Shaviv said Israeli authorities should investigate V15, because he believed the report proved that the organization broke multiple Israeli laws. He said a petition he filed against V15 in the Central Elections Committee should also be reopened.
A high ranking Zionist Union official mocked Shaviv’s statements.
“Bibi won because he incited against 20% of the Israeli population [Arab citizens] and lied to the public,” the official said. “Any other bragging by the Likud is not true.”
The Senate subcommittee found that OneVoice fully complied with the terms of its State Department grant, designing and executing “a grassroots and media campaign to promote public support for Israeli-Palestinian peace negotiations for the department, as it said it would.”
In 2015, State Department officials denied any knowledge of OneVoice’s campaign against Netanyahu, or any connection between that campaign and its grant funding.
“The subcommittee found no evidence that OneVoice spent grant funds to influence the 2015 Israeli elections,” the report concludes. “Soon after the grant period ended, however, OneVoice used the campaign infrastructure and resources built, in part, with State Department grant funds to support V15.”

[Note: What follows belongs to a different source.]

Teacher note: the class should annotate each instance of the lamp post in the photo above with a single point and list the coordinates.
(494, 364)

The Senate report also says the State Department “failed to take any steps to guard against the risk that OneVoice could engage in political activities using State-funded grassroots campaign infrastructure after the grant period.”
Notably, this investigation was signed off by members of both parties – unusual for this type of Senate report. Subcommittee chairman Sen. Rob Portman (R-Ohio) and member Claire McCaskill (D-Missouri) drew different conclusions from the same findings, however: Portman said that the State Department “ignored warning signs” of OneVoice’s political activism, while McCaskill highlighted the fact that the report found no wrongdoing on the part of the Obama administration.
Likud MK Yoav Kisch, who initiated bills against V15, said the report was a scandal and proved that “the American government blatantly tried to overthrow the Israeli government with money.” He vowed to pass his bills to prevent future efforts.
Jerusalem Affairs Minister Ze’ev Elkin said the report proved the need for the NGO bill that passed into law Monday night to protect Israel from the “blatant interference of foreign governments and their dangerous plans for us.”
Netanyahu did not respond to the report.